It seems that people have become more and more alienated lately. More often than not, our mode of interaction is transactional, as opposed to empathetic.
“Empathetic” and “transactional” are two of the ways that people behave with one-another, and they’re quite opposite. The former is about enjoying and appreciating the other person’s company. The latter is about what we can do for each-other.
In the transactional model, I do something for you (for example, be super nice and helpful) with the expectation that you’ll do something for me in return (for example, give me validation, reassurance, affection).
Unfortunately, this way of dealing with others is dehumanizing. Instead of each person appreciating the other, just for who they are, transactional relationships take advantage of what each person might be bringing to the table.
The transactional mode of relating turns both parties into objects whose purpose is to serve one-another, rather than people whose goal is to connect. This style of interaction makes it increasingly difficult to form and maintain positive, empathetic relationships.
In my weekly women’s groups, one of the main things I teach the participants is how to “just be” with each-other.

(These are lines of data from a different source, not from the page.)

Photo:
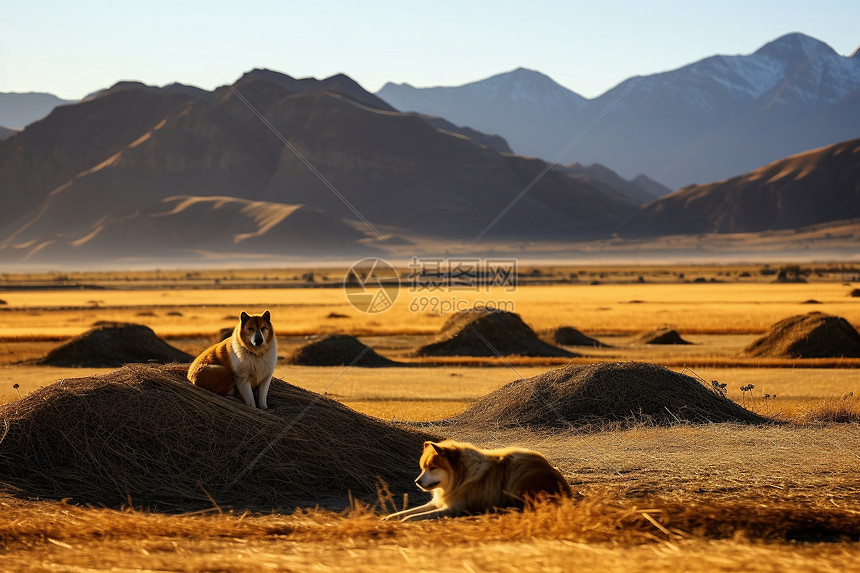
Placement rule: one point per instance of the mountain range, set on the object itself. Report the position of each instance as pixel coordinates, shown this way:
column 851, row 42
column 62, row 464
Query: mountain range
column 713, row 119
column 18, row 110
column 271, row 164
column 818, row 186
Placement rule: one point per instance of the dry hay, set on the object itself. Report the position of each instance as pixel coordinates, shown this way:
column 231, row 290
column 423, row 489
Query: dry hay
column 488, row 332
column 813, row 335
column 662, row 335
column 338, row 350
column 569, row 336
column 112, row 344
column 144, row 436
column 594, row 396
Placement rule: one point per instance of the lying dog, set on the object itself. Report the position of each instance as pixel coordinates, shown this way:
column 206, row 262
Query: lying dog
column 465, row 480
column 244, row 361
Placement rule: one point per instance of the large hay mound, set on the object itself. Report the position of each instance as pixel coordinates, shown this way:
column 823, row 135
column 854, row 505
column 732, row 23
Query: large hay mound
column 145, row 436
column 813, row 335
column 488, row 333
column 338, row 350
column 569, row 336
column 595, row 395
column 113, row 344
column 662, row 336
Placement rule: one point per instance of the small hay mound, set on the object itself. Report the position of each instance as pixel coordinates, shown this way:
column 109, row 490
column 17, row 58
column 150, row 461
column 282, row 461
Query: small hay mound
column 143, row 435
column 597, row 395
column 662, row 336
column 569, row 336
column 113, row 344
column 488, row 333
column 813, row 335
column 339, row 350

They learn that analyzing, interpreting, entertaining, cheer-leading, educating, helping or rescuing each-other are not the ways to create meaningful connections.
The group members learn to simply enjoy spending quality time with each-other. Through their sharing, they learn and grow and most importantly, they form deep and meaningful bonds.
The participants practice kindness and build empathy, and the groups quickly become cohesive entities that are greater than the sum of their parts.
More and more, we seem to have the idea that relationships are about “doing” for one-another. We don’t realize that a better model is simply being together and appreciating each-another.
Fortunately, we’re free to let go of this habit of doing for one-another and we can begin to practice just being present. This doesn’t mean that we never do anything for the other person, but rather, we understand that the main point of our relationships isn’t to be helpful or useful to each-other.
When we shift our goal to being present with one-another, a lot of wonderful things can happen: closeness grows, trust builds, understanding blossoms, and when a real need arises, it’s naturally responded to.
We won’t be responding to the other person’s need because it’s what we’re “supposed” to do or because we’re giving now to get later. Instead, our response will be based on empathy and a natural outgrowth of the closeness we feel.
It takes an awful lot of energy to constantly do for one-another, but it requires very little energy to just be with each-other. We can use that extra energy to be more loving, more creative, more productive, and to enjoy our relationships even more.
Seeing as we’re human beings, not human “doings,” I can see no reason why we shouldn’t start practicing this new model of interacting with one-another, starting today.